Still, campaign finance watchdogs worry that the contributions give architects an advantage over ordinary residents who oppose projects but may not have their alderman’s attention.
The Tribune’s findings raise “serious questions” about the influence of the donations, said Alisa Kaplan, policy director for Reform for Illinois, a nonpartisan organization that studies the role of money in politics. “Even the perception of a quid pro quo undermines the political system,” she said.
Chicago architect Linda Searl, a member of the Chicago Plan Commission, which reviews major developments, also had concerns.
The problem is the timing of some contributions, said Searl, who chaired the commission from 2003 to 2012. “If (the architects are) doing it relative to when a project is getting approved, that’s quite suspicious.”
To be sure, architects do not only give to aldermen when their projects are under review or after the proposals win approval. But timely donations are part of an overall pattern of giving that is widely accepted among the city’s tight-knit architecture community and is little-known to the public.
The bulk of the money flows to City Council members in Chicago’s fast-growing wards. The architects and their developer clients have reason to stay on good terms with aldermen, who hold the power to advance a project, send it back to the drawing board or kill it.
From the start of the current building boom in 2010 through mid-November of this year, those with an occupation listed as “architect” have given more than $180,000 to aldermen, their ward organizations, and other city politicians, including Mayor Rahm Emanuel, Illinois campaign finance records show.
The architects’ firms have donated even more, bringing the total haul for politicians to well over $350,000.
Among the biggest donors are three large firms whose residential high-rises have remade the face of such areas as Streeterville, Lincoln Park and the West Loop: Antunovich Associates, Solomon Cordwell Buenz and bKL Architecture.

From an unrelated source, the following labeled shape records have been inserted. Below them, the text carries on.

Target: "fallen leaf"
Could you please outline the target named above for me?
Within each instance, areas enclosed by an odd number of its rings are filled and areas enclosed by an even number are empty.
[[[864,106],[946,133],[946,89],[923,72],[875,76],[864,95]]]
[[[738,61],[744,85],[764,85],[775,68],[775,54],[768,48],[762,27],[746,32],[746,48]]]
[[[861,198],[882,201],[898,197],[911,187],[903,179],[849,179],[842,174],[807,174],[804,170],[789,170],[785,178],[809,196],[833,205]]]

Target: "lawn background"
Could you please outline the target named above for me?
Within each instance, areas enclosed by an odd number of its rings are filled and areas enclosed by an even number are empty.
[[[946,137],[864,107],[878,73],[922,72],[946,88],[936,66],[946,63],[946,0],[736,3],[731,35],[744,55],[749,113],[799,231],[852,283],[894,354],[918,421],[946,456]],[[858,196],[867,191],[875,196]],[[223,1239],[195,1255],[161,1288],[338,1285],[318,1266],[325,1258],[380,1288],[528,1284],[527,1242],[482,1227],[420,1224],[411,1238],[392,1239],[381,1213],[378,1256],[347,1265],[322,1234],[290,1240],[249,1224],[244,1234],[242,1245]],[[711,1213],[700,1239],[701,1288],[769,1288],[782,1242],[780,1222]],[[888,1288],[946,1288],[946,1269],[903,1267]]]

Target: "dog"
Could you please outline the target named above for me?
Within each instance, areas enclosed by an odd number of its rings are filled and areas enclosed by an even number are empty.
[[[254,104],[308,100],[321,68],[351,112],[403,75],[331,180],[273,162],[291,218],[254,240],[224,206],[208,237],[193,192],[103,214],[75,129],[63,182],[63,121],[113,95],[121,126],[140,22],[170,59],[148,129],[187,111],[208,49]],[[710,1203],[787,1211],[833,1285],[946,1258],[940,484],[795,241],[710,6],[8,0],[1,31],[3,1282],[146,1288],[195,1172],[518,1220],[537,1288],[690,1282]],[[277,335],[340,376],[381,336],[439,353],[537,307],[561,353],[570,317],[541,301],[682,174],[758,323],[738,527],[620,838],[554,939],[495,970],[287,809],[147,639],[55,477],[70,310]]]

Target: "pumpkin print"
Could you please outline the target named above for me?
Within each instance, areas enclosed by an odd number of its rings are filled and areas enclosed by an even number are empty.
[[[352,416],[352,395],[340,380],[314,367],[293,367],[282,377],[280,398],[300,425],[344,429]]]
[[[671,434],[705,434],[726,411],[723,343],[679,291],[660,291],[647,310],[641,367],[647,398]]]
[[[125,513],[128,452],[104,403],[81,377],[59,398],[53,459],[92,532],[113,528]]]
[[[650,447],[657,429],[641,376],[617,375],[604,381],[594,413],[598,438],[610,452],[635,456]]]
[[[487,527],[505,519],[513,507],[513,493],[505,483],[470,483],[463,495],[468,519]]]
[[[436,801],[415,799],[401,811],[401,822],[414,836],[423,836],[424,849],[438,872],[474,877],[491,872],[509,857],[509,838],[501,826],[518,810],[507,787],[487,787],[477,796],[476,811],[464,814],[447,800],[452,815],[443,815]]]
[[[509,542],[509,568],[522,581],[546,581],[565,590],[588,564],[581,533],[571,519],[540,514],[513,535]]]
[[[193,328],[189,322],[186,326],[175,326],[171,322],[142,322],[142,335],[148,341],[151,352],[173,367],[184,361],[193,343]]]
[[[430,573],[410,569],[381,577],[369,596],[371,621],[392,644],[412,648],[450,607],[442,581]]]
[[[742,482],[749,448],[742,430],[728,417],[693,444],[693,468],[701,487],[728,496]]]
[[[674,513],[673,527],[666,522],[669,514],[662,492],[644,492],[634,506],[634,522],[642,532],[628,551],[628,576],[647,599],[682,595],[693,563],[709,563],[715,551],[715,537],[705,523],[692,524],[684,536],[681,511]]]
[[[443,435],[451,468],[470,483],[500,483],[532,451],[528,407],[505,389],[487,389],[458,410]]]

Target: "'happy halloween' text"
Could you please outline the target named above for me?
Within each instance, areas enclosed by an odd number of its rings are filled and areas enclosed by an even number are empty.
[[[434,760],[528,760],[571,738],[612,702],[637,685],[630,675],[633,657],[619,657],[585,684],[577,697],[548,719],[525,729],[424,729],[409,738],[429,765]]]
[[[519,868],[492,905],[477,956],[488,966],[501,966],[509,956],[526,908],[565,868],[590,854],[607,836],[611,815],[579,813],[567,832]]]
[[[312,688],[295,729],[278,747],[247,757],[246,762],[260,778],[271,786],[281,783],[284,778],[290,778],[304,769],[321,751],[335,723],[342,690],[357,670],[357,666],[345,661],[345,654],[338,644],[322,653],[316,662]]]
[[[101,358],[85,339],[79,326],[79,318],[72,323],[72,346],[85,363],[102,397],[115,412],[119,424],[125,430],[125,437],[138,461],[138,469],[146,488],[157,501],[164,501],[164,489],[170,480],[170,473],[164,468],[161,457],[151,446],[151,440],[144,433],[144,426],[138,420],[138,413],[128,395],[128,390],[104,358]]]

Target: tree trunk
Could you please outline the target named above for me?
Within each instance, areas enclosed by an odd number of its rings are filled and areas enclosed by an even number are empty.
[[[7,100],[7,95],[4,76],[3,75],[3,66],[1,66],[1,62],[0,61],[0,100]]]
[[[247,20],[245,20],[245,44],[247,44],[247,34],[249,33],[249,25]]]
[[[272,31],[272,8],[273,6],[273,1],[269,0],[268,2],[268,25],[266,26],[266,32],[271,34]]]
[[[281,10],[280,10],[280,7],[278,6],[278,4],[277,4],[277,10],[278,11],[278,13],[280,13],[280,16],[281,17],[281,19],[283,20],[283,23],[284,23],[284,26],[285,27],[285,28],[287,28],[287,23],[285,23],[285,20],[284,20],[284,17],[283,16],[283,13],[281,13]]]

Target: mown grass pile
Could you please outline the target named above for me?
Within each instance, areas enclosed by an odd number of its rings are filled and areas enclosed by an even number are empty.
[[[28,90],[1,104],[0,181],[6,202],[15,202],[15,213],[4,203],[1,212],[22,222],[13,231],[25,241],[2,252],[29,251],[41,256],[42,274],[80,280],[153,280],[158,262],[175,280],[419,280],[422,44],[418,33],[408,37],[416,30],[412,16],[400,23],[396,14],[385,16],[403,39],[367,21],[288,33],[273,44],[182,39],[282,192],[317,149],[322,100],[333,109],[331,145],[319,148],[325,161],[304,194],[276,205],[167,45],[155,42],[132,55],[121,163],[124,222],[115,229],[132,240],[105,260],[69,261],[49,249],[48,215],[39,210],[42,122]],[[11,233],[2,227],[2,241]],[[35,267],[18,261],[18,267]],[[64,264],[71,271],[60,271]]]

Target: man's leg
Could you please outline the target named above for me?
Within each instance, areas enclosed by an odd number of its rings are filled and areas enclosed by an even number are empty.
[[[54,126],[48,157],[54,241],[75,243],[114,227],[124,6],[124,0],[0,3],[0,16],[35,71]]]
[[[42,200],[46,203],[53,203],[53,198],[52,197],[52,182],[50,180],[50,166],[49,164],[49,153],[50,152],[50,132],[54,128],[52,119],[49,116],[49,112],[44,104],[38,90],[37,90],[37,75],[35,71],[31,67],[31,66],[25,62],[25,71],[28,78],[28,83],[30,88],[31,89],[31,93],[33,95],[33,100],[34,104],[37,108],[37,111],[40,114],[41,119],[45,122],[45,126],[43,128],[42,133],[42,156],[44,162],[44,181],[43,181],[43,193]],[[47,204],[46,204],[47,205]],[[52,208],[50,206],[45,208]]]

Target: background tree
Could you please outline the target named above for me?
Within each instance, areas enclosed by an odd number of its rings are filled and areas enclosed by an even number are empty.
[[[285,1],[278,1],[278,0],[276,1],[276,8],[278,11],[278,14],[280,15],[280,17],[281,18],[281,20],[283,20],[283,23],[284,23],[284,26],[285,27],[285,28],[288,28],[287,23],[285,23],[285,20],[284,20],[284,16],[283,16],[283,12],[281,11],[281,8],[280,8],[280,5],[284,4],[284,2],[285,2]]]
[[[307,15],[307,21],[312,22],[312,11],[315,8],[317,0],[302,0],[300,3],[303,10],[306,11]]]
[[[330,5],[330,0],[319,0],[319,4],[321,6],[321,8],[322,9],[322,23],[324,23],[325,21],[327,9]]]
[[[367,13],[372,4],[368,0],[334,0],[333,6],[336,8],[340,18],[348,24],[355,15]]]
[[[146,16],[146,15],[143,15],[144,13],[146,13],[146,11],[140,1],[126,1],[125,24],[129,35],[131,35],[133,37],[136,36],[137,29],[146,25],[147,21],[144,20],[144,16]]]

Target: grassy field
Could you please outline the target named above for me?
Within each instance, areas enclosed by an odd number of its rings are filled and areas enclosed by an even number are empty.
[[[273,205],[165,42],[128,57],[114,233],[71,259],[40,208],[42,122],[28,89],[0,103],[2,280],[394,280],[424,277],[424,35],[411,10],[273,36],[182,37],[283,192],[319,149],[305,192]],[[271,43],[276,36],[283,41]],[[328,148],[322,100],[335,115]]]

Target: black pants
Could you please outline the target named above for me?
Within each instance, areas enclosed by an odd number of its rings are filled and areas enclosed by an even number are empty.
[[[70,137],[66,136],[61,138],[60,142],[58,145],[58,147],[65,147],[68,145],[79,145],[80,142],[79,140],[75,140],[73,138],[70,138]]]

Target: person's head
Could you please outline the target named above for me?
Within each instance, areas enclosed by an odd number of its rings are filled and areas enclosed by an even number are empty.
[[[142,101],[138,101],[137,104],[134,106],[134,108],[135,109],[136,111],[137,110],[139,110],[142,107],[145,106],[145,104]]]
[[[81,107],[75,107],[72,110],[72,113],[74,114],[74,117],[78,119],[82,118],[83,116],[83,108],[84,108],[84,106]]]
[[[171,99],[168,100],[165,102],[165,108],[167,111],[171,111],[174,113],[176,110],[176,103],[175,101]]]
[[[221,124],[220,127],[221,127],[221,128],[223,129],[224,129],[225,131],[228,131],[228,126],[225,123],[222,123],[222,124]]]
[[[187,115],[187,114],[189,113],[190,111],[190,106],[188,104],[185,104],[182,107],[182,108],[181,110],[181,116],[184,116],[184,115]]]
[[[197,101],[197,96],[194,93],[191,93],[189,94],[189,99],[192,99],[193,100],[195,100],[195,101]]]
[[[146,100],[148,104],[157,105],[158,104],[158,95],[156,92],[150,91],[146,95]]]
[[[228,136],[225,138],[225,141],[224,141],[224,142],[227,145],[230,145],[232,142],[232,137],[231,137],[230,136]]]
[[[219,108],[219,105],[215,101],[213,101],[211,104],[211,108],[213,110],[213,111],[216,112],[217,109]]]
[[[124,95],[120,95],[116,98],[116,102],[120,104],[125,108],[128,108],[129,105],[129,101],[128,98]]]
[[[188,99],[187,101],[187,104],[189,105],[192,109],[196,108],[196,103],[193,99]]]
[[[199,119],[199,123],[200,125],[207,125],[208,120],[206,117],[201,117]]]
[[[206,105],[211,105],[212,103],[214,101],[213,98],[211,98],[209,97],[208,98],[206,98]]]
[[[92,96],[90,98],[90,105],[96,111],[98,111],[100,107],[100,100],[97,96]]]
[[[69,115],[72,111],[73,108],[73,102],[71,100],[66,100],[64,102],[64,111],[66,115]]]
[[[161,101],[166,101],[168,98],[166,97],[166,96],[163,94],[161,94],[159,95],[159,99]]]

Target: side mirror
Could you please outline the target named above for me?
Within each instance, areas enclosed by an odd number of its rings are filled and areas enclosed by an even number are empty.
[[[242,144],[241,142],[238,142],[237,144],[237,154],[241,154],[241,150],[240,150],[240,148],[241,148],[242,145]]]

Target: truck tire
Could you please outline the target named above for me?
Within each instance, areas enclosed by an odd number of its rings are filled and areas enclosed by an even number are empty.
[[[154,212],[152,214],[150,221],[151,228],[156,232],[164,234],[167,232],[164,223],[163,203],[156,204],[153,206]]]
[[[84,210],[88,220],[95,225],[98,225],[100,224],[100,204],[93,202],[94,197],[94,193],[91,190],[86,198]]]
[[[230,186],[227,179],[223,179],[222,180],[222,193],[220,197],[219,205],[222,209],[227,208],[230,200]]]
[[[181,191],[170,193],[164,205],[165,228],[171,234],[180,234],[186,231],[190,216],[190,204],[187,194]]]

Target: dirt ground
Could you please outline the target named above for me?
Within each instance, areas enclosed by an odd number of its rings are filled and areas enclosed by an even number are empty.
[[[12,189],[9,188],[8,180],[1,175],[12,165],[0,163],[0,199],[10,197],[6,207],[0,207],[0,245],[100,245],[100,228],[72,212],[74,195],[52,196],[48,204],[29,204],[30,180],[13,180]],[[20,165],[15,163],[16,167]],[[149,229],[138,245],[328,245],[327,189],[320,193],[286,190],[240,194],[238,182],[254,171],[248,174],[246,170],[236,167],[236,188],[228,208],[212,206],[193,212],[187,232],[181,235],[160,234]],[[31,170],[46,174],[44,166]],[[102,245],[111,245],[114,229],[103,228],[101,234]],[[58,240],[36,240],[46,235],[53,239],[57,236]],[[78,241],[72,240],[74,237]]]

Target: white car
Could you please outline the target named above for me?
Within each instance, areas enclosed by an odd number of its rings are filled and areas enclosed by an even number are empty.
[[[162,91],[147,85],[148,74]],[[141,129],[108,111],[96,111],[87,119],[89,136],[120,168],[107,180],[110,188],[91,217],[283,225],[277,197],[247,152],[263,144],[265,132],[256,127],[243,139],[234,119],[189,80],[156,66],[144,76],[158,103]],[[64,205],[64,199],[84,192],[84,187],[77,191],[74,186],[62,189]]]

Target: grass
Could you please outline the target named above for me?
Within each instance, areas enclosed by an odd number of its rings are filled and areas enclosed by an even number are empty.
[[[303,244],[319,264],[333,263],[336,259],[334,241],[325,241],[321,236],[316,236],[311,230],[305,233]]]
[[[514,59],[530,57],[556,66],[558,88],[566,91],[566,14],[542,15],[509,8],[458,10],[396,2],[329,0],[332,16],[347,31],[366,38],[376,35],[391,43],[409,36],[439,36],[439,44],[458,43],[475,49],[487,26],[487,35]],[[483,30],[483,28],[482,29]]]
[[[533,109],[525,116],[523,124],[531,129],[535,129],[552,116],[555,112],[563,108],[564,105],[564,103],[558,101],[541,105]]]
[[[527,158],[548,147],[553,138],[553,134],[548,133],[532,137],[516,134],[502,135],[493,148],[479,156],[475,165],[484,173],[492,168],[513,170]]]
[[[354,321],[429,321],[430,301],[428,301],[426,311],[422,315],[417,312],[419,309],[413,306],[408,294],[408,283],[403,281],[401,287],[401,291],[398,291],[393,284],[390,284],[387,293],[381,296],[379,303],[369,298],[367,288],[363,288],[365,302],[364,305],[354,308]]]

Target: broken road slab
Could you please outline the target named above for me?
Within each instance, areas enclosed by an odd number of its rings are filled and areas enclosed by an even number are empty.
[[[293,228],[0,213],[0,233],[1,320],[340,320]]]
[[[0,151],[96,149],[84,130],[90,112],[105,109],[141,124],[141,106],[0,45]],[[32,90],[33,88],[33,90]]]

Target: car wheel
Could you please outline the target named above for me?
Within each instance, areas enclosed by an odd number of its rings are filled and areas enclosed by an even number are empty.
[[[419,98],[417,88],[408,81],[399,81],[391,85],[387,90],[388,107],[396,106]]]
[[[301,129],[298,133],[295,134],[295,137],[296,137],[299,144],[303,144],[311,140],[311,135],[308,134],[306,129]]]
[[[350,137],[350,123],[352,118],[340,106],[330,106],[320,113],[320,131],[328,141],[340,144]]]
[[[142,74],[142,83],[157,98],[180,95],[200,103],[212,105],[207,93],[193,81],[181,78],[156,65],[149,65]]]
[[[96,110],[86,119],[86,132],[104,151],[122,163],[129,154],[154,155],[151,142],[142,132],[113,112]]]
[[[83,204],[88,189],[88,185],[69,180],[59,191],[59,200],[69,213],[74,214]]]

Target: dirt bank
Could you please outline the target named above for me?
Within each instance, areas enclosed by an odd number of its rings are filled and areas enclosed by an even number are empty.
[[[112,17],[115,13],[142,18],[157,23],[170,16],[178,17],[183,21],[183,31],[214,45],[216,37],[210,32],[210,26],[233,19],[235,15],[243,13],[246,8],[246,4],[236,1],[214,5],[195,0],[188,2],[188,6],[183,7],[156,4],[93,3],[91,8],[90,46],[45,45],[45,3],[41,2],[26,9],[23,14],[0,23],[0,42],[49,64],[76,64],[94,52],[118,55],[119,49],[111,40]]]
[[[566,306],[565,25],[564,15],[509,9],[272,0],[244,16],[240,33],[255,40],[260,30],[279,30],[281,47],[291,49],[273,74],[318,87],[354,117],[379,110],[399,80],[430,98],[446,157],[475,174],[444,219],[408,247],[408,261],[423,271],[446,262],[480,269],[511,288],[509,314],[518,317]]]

Firms with a bigger global presence, like Skidmore, Owings & Merrill, designers of the towers planned for the former Chicago Spire site, and Studio Gang, architects of the Aqua Tower, also give to aldermen, though far less frequently and in smaller amounts.
The biggest recipients of architects’ money include Ald. Brendan Reilly, 42nd, whose downtown ward is a hive of construction activity, and Ald. Daniel Solis, 25th, the longtime chairman of the City Council’s powerful zoning committee. Solis announced last month that he will not seek re-election next year.
Records analyzed by the Tribune suggest a pattern of targeted, timely donations by architects that precede and follow aldermen’s stamps of approval.
Architects, however, describe their campaign contributions as a way to build relationships, not buy influence. They portray themselves as supporting smart, civic-minded aldermen who share their vision of the city’s future.
“If someone wanted to say there was a quid pro quo, people who know me, know absolutely not,” architect Joseph Antunovich, namesake of his firm, said in an interview. “I give consistently to these great public servants who have come along with us.”
In the last five years, Antunovich and his firm have given more than $43,000 to Solis’ 25th Ward Regular Democratic Organization — a hefty amount even by developers’ standards.
During that time, Solis has supported several Antunovich-designed projects, most notably the zoning committee’s 2013 approval of an ultimately unsuccessful plan for three towers around the city’s old main post office.